1. The relational nature of traditional contact tracing is crucial in order to fully grasp the ethical issues related to CT apps

  • The heart of contact tracing is the dialogue between the tracker and the index person. The main purpose of this dialogue is to identify the subject’s contacts;
  • Risk assessment can take place fully if all aspects relating to the contact with the positive person are asked/shared; the interview turns out to be all the more effective the greater the trust is between the tracker and the interviewed person;
  • The tracker has also to deal with the problems of the person interviewed. Trackers must ensure that the person’s living conditions allow for isolation. If needed, he must identify whether the person to be isolated or quarantined needs to take care of other people. Ultimately the tracker has to take charge of the positive/possible positive.

Definitely, the tracker undertakes a relationship of care that has to take into account thoroughly the needs of the interviewed subject. To protect community health, operators must take care of the individual. 

2. Ethical evaluation regarding the application implemented in the Italian context (“Immuni“).

The application was designed with the aim of alerting people who have a risk of contagion through proximity tracking via Bluetooth technology. Also, it was designed indeed to protect the privacy of the subject (in fact it uses a “decentralized” data collection, i.e. the data does not leave the single mobile device). In sum, in the Italian context, the application did not work as it was supposed to replace fully traditional contact tracing. 
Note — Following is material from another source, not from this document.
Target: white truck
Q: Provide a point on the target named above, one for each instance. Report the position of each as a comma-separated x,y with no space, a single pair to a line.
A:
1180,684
Prof. Morresi highlighted further ethical implications:

  • Cybersecurity issues, relating to data protection;
  • High amount of personal and health data entered; new and large datasets created by the app; collection of data not only on health but also e.g. on mobility;
  • Non-identifiability of the tracker

In-person consent as a complement

Prof. Morresi discussed the implications for informed consent which should include an in-person explanation to accompany the use of the digital application. Each subject must be able to give consent to the use of the Apps, even after downloading them to their smartphone (or mobile support), and also differentiated with respect to the different modules that make them up. It must be ensured that consent is given in full awareness: the information to users must be clear and understandable, taking into account that an important segment of the population, especially the elderly, is not yet familiar with computer media.

It would be advisable especially for these groups of users to provide explanations in the presence of the operators in the App start-up phase, or at least make videos or tutorials available. Furthermore, at the time of installation, the possibility of uninstalling must be clearly communicated, and the procedure for carrying out it must be simple and unhindered.

Assuntina Morresi is Associate Professor of Phisical Chemistry, University of Perugia; member of Committee on Bioethics of the Council of Europe (DH-BIO); Member of the Italian Committee for Bioethics. She is also a member of the ISS Bioethics COVID-19 Working Group. Within this working group, she authored the report “Digital support for contact tracing during the pandemic: ethical and governance considerations”.